Her pretty, leather upholstery and wire wheels were industry trendsetters for their time but her high cost of $3253 put her firmly into the mid-priced society whirl. At her coming out party she was quickly dubbed as “Studebaker’s Factory Hot-Rod.” There was an early rivalry with the pretty little white Corvette from Detroit but Suzy Studebaker was clearly the class act with many different color combos and a potent V/8 capable of easily showing her skirts to that fiberglass hussy. Imagine the little Corvette, so quick to drop her top, thinking that her hoary six-cylinder anchor could launch her into the “in-crowd.”

At “fifty” Suzy Studebaker can look back upon a life of service, first as a family sedan shepherding the kids to and thro. After a period of inactivity and neglect Suzy received a freshening restoration and entered the “show car circuit.” At first it was exciting being looked over and judged but too soon the excitement turned to boredom. After all how many awards and trophies can a girl use? Meandering across the country in a closed trailer for yet another judged event just didn’t get the old Girl’s juices flowing. A total of 187 miles in 12 years let her greases harden. Was there no end to this sterile existence?

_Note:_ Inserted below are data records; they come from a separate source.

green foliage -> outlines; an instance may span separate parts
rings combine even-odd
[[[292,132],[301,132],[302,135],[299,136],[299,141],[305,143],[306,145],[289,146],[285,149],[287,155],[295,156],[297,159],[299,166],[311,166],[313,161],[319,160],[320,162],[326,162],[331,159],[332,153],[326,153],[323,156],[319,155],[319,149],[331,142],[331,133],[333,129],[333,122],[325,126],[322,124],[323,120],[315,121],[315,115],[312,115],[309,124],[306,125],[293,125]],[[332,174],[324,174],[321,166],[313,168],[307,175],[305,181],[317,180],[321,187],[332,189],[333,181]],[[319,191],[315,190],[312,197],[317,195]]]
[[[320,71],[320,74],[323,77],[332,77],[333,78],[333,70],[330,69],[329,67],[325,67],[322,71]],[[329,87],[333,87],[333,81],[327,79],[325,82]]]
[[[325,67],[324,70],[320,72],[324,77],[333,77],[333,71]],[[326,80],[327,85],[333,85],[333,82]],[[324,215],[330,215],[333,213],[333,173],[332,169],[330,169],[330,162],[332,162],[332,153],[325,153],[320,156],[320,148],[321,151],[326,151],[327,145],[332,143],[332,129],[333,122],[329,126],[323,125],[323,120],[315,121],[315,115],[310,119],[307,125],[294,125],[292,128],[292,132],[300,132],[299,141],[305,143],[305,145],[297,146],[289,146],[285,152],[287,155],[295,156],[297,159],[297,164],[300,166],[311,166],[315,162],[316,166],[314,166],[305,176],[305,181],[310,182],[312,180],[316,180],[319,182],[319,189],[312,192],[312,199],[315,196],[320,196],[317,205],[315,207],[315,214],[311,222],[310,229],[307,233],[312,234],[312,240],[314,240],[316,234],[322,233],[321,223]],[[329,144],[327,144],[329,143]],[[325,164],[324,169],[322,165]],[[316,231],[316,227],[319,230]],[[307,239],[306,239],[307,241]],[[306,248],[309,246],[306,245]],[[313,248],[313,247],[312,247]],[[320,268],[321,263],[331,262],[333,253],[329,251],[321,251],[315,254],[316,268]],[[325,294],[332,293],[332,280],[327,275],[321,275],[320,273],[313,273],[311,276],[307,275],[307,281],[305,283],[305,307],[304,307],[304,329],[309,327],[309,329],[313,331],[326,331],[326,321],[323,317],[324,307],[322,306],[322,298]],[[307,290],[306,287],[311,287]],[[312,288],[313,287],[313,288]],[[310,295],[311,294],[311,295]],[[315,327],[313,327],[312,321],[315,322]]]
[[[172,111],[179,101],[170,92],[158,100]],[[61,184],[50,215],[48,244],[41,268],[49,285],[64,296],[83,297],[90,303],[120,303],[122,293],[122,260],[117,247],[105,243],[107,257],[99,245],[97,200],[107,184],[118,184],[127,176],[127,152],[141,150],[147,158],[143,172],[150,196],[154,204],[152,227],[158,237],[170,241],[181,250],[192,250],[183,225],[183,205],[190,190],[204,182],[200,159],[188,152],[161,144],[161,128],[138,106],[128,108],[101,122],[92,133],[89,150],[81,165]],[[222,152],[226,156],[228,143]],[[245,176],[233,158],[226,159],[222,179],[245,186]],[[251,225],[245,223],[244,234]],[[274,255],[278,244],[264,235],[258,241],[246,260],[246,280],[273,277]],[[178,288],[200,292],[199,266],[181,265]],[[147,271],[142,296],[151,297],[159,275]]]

In 1997 at 42 years of age our Suzy began yet another new life as a “Driver.” It started suddenly as the new owner drove her home on the interstate from Maryland to New York. What a hoot, back on the road again. On the interstate those new cars didn’t attract anywhere near the attention that the pretty coupe did.

At fifty Suzy’s rear sags a bit and she could certainly use a small bit of cosmetic work (who couldn’t) but now she commingles with Hot-Rods and feels young again. Its fun watching people smile at Suzy’s flirty, swoopy, lithe lines.

Lets raise a glass to Suzy Studebaker, A Factory Hot-Rod, Hoo-rah.